Microsoft: la ia no debe dejar a nadie atrás, según su directora
Sonia Marzo Arnáez, directora de Capacitación en Inteligencia Artificial de Microsoft España, tiene claro que la adopción de la IA no puede convertirse en una nueva brecha social. Su experiencia en maratones, donde conoce bien la lucha contra el “muro”, la inspira a impulsar la formación básica en IA para asegurar que nadie se quede rezagado en esta revolución tecnológica.
La ia: una oportunidad que requiere estrategia
La Inteligencia Artificial es, sin duda, una gran oportunidad, pero también un desafío considerable. Mientras que en el sector tecnológico la IA está muy presente, la realidad es que el 95% de la población aún carece de acceso real o conocimiento suficiente para aprovecharla. España, que ocupa el sexto lugar mundial en el uso de IA, necesita urgentemente una revisión de su estrategia. No basta con ser un usuario; es crucial utilizarla de forma ética y responsable.

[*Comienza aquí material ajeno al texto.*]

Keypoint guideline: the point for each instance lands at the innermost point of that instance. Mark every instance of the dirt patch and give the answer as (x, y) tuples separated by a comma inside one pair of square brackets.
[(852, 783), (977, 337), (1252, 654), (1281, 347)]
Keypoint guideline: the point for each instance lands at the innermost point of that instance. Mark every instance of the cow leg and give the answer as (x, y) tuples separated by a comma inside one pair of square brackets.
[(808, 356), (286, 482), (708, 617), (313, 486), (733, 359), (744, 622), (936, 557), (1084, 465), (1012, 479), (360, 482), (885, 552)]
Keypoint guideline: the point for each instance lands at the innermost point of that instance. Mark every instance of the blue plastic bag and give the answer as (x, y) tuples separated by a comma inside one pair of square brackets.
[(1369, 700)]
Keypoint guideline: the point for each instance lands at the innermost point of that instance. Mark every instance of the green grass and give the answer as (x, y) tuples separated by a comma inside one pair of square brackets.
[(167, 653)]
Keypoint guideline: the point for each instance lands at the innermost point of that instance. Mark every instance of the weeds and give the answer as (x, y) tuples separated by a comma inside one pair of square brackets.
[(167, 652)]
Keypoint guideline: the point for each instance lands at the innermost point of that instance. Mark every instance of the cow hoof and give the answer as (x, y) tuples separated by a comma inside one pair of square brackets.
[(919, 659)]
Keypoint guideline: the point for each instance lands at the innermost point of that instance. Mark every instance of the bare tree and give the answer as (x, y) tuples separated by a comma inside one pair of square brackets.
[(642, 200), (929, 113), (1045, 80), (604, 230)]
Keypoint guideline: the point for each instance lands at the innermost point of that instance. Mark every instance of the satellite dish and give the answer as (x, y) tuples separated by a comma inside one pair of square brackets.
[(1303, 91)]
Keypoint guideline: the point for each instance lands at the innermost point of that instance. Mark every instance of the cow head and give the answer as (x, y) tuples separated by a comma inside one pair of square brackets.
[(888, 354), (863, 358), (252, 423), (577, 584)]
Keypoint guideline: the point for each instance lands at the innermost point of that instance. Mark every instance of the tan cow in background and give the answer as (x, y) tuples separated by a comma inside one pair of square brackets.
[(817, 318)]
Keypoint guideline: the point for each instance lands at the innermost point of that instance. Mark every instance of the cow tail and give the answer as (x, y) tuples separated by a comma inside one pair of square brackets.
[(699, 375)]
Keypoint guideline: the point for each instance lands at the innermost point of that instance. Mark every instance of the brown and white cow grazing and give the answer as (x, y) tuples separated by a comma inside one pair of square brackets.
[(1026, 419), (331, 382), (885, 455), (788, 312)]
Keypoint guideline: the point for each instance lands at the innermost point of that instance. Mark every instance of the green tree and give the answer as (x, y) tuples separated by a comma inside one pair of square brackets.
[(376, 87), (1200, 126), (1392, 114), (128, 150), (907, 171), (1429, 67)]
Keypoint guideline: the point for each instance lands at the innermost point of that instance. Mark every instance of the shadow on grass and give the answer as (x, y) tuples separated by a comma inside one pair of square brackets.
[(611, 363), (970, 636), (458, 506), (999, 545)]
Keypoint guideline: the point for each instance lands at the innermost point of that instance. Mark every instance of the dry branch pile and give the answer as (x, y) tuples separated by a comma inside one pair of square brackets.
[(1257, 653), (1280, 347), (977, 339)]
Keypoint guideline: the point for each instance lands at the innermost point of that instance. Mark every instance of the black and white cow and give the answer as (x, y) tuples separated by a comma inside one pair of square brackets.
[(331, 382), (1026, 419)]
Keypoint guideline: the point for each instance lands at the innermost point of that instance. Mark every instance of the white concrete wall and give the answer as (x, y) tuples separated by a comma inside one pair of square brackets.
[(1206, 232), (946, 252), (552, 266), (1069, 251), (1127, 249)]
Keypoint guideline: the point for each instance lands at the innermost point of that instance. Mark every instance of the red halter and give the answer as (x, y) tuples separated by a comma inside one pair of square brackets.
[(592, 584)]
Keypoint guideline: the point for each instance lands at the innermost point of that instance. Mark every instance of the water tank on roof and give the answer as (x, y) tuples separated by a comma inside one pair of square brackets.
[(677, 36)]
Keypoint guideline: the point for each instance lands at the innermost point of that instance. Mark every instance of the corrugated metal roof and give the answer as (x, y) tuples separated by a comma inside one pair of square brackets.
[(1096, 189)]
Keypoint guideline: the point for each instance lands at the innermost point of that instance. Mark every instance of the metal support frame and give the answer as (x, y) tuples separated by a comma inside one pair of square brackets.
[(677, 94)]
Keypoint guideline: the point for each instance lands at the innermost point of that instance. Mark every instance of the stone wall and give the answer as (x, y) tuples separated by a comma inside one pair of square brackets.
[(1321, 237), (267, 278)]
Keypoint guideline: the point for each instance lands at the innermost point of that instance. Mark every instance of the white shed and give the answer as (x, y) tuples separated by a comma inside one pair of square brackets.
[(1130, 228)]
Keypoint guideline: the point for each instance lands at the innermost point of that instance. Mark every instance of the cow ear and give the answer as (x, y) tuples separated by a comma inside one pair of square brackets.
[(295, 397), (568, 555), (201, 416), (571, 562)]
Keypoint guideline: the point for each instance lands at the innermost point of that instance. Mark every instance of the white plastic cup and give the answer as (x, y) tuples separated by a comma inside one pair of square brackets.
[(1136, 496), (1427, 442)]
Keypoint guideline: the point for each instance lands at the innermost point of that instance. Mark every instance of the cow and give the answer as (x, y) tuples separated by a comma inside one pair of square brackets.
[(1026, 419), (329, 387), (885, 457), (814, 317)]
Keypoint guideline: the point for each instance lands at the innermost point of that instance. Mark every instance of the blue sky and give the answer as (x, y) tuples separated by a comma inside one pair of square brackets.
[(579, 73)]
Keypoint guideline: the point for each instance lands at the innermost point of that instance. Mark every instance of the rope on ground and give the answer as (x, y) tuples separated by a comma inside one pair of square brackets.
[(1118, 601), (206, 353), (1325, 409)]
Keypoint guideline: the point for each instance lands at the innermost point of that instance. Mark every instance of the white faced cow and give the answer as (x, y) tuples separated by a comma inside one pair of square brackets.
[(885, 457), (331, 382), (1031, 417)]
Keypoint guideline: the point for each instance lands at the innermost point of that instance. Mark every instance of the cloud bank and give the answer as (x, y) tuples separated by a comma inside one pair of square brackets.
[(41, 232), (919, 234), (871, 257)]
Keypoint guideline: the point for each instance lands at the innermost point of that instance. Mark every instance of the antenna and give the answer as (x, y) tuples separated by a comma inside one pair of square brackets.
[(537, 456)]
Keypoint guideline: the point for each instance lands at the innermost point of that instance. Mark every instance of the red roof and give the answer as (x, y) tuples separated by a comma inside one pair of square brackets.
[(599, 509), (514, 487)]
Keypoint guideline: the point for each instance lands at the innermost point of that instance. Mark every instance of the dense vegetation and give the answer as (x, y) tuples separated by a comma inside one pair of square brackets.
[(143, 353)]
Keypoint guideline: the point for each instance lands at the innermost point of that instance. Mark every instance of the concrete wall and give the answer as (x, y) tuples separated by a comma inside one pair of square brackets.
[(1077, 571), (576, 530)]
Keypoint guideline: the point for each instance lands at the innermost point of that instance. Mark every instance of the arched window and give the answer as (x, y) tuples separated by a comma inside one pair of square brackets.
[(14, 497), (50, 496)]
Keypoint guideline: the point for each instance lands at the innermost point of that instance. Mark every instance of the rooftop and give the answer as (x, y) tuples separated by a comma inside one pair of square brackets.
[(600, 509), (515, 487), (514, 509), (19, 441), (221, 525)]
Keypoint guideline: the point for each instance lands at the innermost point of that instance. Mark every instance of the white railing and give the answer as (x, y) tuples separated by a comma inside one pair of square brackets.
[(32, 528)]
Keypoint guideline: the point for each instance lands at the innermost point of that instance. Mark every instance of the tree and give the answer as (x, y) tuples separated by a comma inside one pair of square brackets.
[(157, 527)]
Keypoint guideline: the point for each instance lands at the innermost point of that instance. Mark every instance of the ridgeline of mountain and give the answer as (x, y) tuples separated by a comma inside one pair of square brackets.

La posibilidad de que las desigualdades económicas se amplíen es real, pero evitable. Microsoft, a través del proyecto Elevate, se enfoca en tres pilares esenciales: educación, sociedad civil e instituciones públicas. La colaboración con organizaciones como Fundación ONCE y Fundación Esplai es fundamental para asegurar que las personas con discapacidad y los colectivos vulnerables tengan acceso a esta formación básica. La colaboración público-privada, donde Microsoft aporta su conocimiento y los gobiernos su apoyo, se presenta como la clave para desbloquear este potencial.

El aula del futuro: más allá de la memorización
La preocupación por el uso indebido de la IA, como la simple copia de trabajos, es válida. Pero, ¿cómo evitar que los alumnos se limiten a delegar su pensamiento en la inteligencia artificial? La respuesta pasa por una transformación profunda en la forma de enseñar y aprender. El papel del profesor no es ya ser la principal fuente de conocimiento, sino un guía, un coach que acompaña al alumno en su proceso de aprendizaje, contextualizando los contenidos y fomentando el pensamiento crítico.
Un ejemplo revelador lo ofrece una profesora de literatura que, en lugar de recurrir a la memorización tradicional para enseñar las Coplas a la muerte, desafió a sus alumnos a identificar falsedades en el contexto histórico de la época utilizando la IA como herramienta “distorsionadora”. El resultado: una clase transformada, con retos y motivación, donde la IA se integra de forma natural y orienta el desarrollo del pensamiento crítico.

Formación continua y la necesidad de ser humanos
La acogida de los programas educativos de Microsoft ha sido abrumadora, aunque el cambio genera resistencia en algunos docentes, quienes se ven retados por este nuevo paradigma. El objetivo no es reemplazarlos, sino acompañarlos en su evolución, ofreciéndoles las herramientas y el apoyo necesarios para redefinir su papel en este nuevo contexto. La formación continua, la flexibilidad y la adaptación al cambio se convierten en competencias esenciales, no solo para los educadores, sino para todos los profesionales.
En definitiva, para sacar el máximo partido a la Inteligencia Artificial, necesitamos ser más humanos que nunca. La IA nos liberará tiempo para aprender, comunicarnos mejor y cuestionar lo que recibimos. El CEO de Microsoft, Satya Nadella, lo dejó claro en su reciente visita a España: estamos entrando en una nueva era de “mentes infinitas”, y el futuro depende de nuestra capacidad para abrazar la Tecnología con ética y responsabilidad, poniendo a las personas en el centro de todo.